There's none of your youthful "interactive" nonsense here; no phone-in discussions; no Marcus Brigstocke; no press-your-red-buttons-now and no irreverent looks at the week's headlines from a panel of adolescent braggarts with fashionably incomprehensible regional accents. Just Laurence Llewelyn-Bowen, some bricks, and the sort of adjectives that haven't been heard outside of an Eton debating chamber, circa 1962.
Thoroughly researched and unapologetically articulate, this is old-school Auntie all the way. Not that it's remotely dry or boring. On the contrary: yesterday's episode - a tight, taut little treatise on the relatively brief life of British modernist architecture that took in both the splendidly icy Highpoint apartment block in London's Highgate and Wells Coates's Isokon Building - was a fantastically cheering dollop of posh.
Blame for which may be laid entirely at Laurence Llewelyn-Bowen's be-ribboned hooves. Listening to the flouncing dandy neighing at Highpoint's "subtly curving walls" and "Le Corbusier-influenced structural columns" while swishing his mane all over modernism's utilitarian ideals was like being bullied by a sexy chaise longue, albeit a sexy chaise longue that wouldn't look out of place at Aintree with a small Irishman sitting on top of it. "It's about proportion and elegance!" he brayed, clattering through an echoing 1930s lounge while its elderly owners mmm-ed in palpably bemused agreement.
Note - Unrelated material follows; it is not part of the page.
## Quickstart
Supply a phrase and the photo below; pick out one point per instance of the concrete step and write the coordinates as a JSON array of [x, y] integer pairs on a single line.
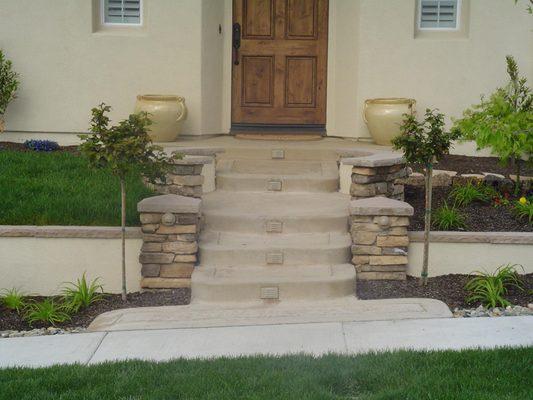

Over the course of 15 overwhelmingly scholarly, fact-stuffed minutes, we learned all about modernism's popularity among London's avant-garde, its preoccupation with minimalism and its belief that social progression could be achieved by making toffs live in communal apartment blocks that resembled de-funnelled cruise ships.
Overcome with excitement, LLB interrupted the programme's interviewees constantly ("this is amazing!") while pawing at the furnishings with hooves virtually ablaze with ebullience. It was an effective tack. All the talk of architectural optimism and "the victory of order and knowledge over chaos" was incredibly uplifting.
So uplifting, in fact, that I kept expecting Fanfare for the Common Man to start bugling away in the background. Although, obviously, had Fanfare for the Common Man actually started bugling away in the background, it would've been immediately interrupted by Llewelyn-Bowen, who would've smirked all over the brass before saying something rude about the conductor's shoes.
There are seven more of these wonderfully unfashionable history lessons to go. Be there and be square.